PREJUDICE: The character’s Prejudice is a class of persons, places, or things for which they feel an irrational dislike.

  • If the character has a Prejudice against something, any initial encounter will always engender negative feelings in the character.

  • If a Prejudice is against certain objects, the prejudiced character will not be able to employ them. If a Prejudice is against a kind of place, the character will not voluntarily enter any places of that kind. If the Prejudice is against certain people, the prejudiced character will always interpret their actions in the worst possible light, and will be unable to communicate with them in a non-hostile way.

  • A character can try to overcome their Prejudice against a specific person, place, or thing with a Wisdom check. Even if a character overcomes their Prejudice against a specific example of a person, place, or thing, they remain Prejudiced against those people, places, or things in general.

  • Unlike a Phobia, the character has no actual fear of what he is Prejudiced against.

Typical Prejudices include those against: a Race, a Profession, a Nationality, a Weapon, a Name, Short People, Tall People, a Political Group, the Poor, the Rich, the Bourgeoisie, a Mode of Transportation, Women, Men, a Sexual Orientation or Practice, or a Religion.

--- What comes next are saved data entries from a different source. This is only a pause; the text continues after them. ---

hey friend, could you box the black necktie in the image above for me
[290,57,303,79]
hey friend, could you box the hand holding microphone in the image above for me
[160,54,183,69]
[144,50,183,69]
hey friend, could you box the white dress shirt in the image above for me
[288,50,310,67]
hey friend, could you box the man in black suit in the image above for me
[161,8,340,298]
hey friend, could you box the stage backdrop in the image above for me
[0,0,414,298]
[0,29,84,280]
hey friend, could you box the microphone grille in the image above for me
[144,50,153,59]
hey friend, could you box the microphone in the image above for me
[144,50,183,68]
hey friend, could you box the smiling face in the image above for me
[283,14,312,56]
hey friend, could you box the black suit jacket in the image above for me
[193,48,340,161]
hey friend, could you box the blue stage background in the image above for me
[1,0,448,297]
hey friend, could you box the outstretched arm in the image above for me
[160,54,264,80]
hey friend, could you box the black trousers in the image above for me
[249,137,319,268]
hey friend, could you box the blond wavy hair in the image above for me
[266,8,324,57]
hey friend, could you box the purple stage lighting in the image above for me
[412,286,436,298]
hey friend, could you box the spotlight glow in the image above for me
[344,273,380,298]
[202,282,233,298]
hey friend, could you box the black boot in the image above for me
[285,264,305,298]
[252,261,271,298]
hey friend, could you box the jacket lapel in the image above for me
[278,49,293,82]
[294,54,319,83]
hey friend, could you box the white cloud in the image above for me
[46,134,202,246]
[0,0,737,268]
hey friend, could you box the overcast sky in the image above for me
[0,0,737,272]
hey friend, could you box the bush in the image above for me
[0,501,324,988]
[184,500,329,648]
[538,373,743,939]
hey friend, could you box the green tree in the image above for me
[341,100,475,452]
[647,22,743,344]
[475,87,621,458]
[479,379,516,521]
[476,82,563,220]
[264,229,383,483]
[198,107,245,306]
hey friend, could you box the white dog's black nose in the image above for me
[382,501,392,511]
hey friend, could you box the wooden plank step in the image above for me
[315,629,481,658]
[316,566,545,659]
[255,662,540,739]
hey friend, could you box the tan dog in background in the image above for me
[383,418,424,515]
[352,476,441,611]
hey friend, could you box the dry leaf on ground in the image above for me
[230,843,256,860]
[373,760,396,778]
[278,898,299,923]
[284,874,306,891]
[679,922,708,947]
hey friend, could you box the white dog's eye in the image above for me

PRIME ATTRIBUTE: Any (usually by Profession and Avocation)

HIT DICE: d6

ALIGNMENT: Any (usually typical for culture)

WEAPONS: Club, Dagger, Knife, + Any Appropriate to Profession or Avocation

ARMOR: Any Appropriate

ABILITIES: Profession, Avocation

WEAKNESSES: Phobia, Prejudice

Level

Hit Dice

Basic To-Hit Bonus

Experience Points

1

d6

0

0

2

d6

+1

1,001

3

d6

+1

2,001

4

d6

+1

4,001

5

d6

+2

8,001

6

d6

+2

16,001

7

d6

+2

32,001

8

d6

+3

64,001

9

d6

+3

88,001

10

d6

+3

200,001

11

+2 HP

+4

325,001

12

+2 HP

+4

450,001

13+

+125,000 per Level

Note that only Player Character Everymen usually increase in Hit Points and Basic To-Hit Bonus. For most Non-Player characters, their Level only defines how competent they are at their Profession and Avocation, and aids their Saving Throws.

It is possible to create a “Peasant Hero”, by making an Everyman with “Farmer” as his profession, and “Man-At-Arms” as his Avocation. Such a character will enjoy a Basic To-Hit Bonus equal to his Level, but will have to make an Ability check to follow military orders effectively, properly care for his weapons, or make temporary repairs to his armor (unlike someone with Man-At-Arms as his Profession). The reverse (“Man-At-Arms“ as a Profession, and “Farmer” as an Avocation) could represent a warrior who has settled down to life in the country.